Tuesday, January 26, 2016

In my opinion, the usual plumbing analogy for how conductors work does more harm than good. Electrons do not flow. They are stripped from one atom and stuffed onto its nearest neighbor, quite slowly. Since atoms are very, very close together in conductors, this means the net /charge/ flows through the wire, somewhere close to the speed of light.

Even charges are not like water in a pipe. Charges are relative. Water isn't, really. You're either wet or you ain't.

It seems to me that electronics are much, much less confusing when you learn a little of the physics involved, so you can see what the electrons /are/ doing, and what you're really measuring. Doubly so when you can think about the physics to understand more about electronics and not be led up the garden path by a bad analogy.
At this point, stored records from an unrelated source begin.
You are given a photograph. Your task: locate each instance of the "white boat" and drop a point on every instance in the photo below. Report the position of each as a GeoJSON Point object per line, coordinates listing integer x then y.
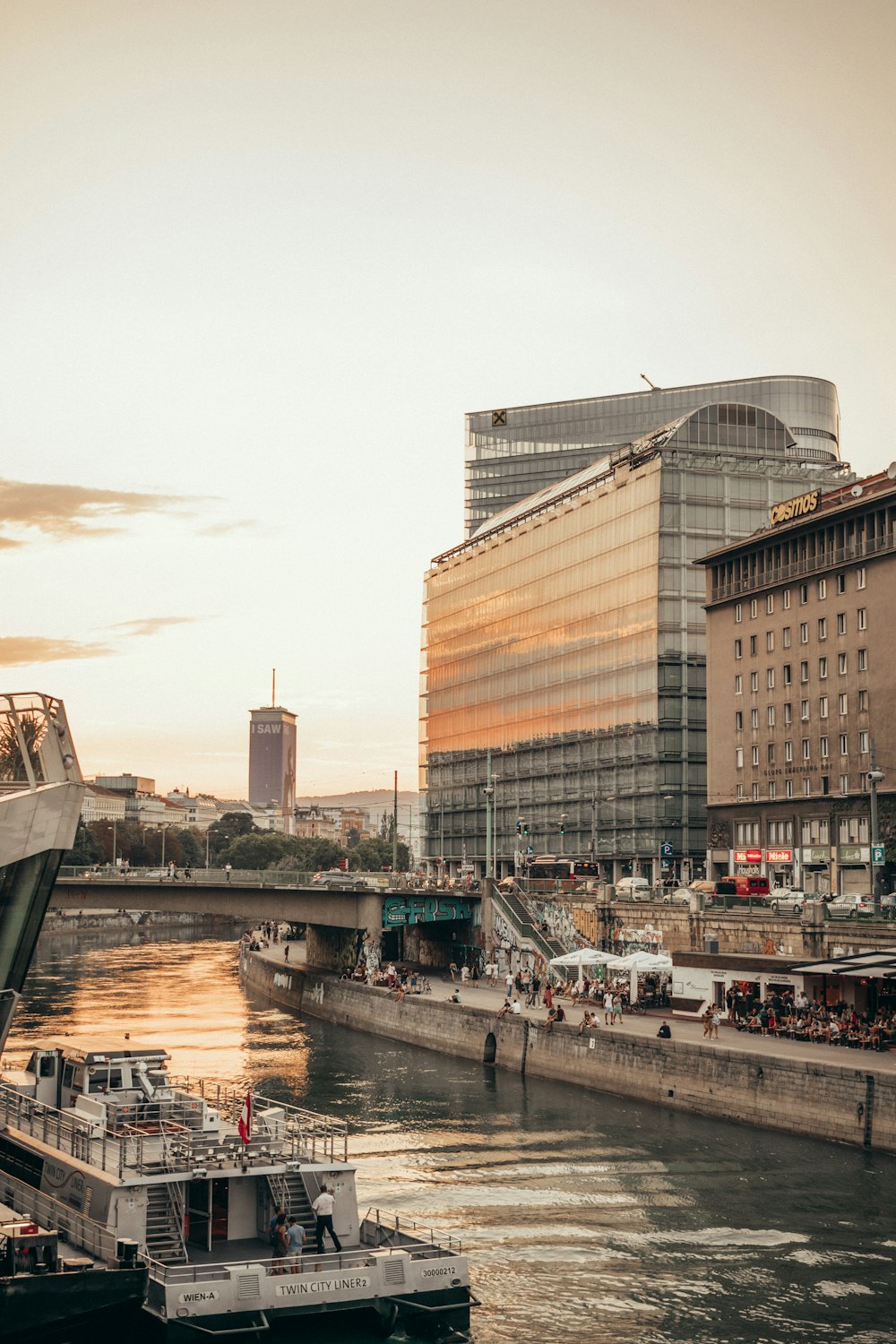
{"type": "Point", "coordinates": [104, 1129]}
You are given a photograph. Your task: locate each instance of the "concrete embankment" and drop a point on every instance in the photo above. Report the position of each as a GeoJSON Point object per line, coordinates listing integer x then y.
{"type": "Point", "coordinates": [852, 1099]}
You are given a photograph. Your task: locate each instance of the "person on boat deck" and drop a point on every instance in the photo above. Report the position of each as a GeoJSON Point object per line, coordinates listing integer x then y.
{"type": "Point", "coordinates": [323, 1206]}
{"type": "Point", "coordinates": [296, 1236]}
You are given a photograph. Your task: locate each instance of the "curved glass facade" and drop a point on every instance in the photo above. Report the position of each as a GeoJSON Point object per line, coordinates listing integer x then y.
{"type": "Point", "coordinates": [517, 451]}
{"type": "Point", "coordinates": [564, 650]}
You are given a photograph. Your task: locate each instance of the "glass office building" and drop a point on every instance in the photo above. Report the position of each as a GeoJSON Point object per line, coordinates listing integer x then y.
{"type": "Point", "coordinates": [564, 650]}
{"type": "Point", "coordinates": [516, 451]}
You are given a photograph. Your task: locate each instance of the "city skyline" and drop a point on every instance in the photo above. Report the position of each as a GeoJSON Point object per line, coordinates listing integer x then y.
{"type": "Point", "coordinates": [260, 263]}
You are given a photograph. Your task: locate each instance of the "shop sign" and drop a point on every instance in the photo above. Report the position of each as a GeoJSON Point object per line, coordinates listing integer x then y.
{"type": "Point", "coordinates": [853, 854]}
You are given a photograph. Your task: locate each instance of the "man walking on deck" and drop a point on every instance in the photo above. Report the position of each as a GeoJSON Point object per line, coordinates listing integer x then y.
{"type": "Point", "coordinates": [323, 1206]}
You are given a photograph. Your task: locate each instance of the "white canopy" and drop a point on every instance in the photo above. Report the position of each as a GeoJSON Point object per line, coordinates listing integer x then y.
{"type": "Point", "coordinates": [584, 957]}
{"type": "Point", "coordinates": [641, 961]}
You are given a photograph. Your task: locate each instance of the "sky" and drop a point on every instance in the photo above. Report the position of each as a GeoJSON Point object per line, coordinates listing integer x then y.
{"type": "Point", "coordinates": [257, 260]}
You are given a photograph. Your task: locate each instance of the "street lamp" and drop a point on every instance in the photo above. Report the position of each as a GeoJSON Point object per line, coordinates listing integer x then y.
{"type": "Point", "coordinates": [874, 777]}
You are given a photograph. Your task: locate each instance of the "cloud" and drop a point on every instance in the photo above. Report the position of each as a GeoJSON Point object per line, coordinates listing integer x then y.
{"type": "Point", "coordinates": [151, 624]}
{"type": "Point", "coordinates": [19, 650]}
{"type": "Point", "coordinates": [73, 511]}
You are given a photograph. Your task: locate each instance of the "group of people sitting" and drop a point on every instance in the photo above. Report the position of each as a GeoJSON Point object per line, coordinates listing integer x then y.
{"type": "Point", "coordinates": [841, 1026]}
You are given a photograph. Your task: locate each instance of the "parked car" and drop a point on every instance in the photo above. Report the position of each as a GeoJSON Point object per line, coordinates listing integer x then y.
{"type": "Point", "coordinates": [850, 905]}
{"type": "Point", "coordinates": [678, 895]}
{"type": "Point", "coordinates": [788, 900]}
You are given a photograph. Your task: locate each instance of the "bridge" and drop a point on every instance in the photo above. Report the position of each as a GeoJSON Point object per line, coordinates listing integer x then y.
{"type": "Point", "coordinates": [255, 897]}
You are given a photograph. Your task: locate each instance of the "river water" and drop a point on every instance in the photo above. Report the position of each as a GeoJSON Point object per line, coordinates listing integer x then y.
{"type": "Point", "coordinates": [586, 1218]}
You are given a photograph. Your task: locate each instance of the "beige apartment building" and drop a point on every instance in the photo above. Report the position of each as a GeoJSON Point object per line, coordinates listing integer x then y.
{"type": "Point", "coordinates": [801, 679]}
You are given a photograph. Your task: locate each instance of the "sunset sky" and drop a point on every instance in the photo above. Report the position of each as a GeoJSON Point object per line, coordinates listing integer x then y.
{"type": "Point", "coordinates": [257, 258]}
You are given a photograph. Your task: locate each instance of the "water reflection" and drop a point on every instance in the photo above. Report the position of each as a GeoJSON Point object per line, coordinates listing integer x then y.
{"type": "Point", "coordinates": [587, 1218]}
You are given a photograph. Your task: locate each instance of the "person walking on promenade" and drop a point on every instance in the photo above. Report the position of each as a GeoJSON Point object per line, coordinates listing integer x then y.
{"type": "Point", "coordinates": [323, 1206]}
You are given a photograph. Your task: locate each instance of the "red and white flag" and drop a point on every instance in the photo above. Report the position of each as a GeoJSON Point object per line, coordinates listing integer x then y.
{"type": "Point", "coordinates": [246, 1120]}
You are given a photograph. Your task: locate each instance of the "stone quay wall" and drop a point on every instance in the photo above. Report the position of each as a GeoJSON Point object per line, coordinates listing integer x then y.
{"type": "Point", "coordinates": [852, 1105]}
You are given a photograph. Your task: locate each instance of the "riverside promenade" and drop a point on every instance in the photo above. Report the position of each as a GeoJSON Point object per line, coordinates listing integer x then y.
{"type": "Point", "coordinates": [635, 1026]}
There are places where electrons do flow like water: inside vacuum tubes. Ironically, this is where the water analogy breaks down the worst, because the electron flow is /backwards/ to the direction the tube conducts current. It took me a long time to get my head around them.

-JRS

Monday, January 18, 2016

The Force Slumbers

In terms of story, after nearly forty years, the Star Wars franchise has passed from the hands of its savant creator, who spent the rest of his career not understanding how the original worked, to the hands of chimpanzees. Disappointing. There are good characters in there, but we hardly get to know them because the movie is paced so badly. Slow scenes where there should be fast ones, fast scenes where some character development and world building might have been good, and don't get me started on the fan service. Please JJ, let someone else direct the next one. More importantly, hire a writer who knows how to tell a coherent story.

Saturday, January 16, 2016

Having now read Persig and Wilson, and in preparation for my journey into Hesse, I've begun to think that if you want to understand the culture of today, you have to first understand the counter culture of 50 years ago. (Egad).  I very much suspect that the culture of today is powered by the same dynamic tension that spawned culture and counter-culture then.

I also had no real idea that I was reading counter-culture authors, until I read that Hesse was made popular in the U.S. after his death by Colin Wilson and Timothy Leary. I probably should have guessed.

-JRS

Thursday, January 14, 2016

Machine Language in video game ad terms

In order to write a program, you need variables, and objects, and memory management.
In machine language, you haven't got all that.
What you've got is bananas and underwear!
(or memory, opcodes, and data, take your pick.)

I can't find the commercial anymore, but I /think/ it was for a video game based on the Jungle Book. The narrator was a sound-alike for R. Lee Ermey.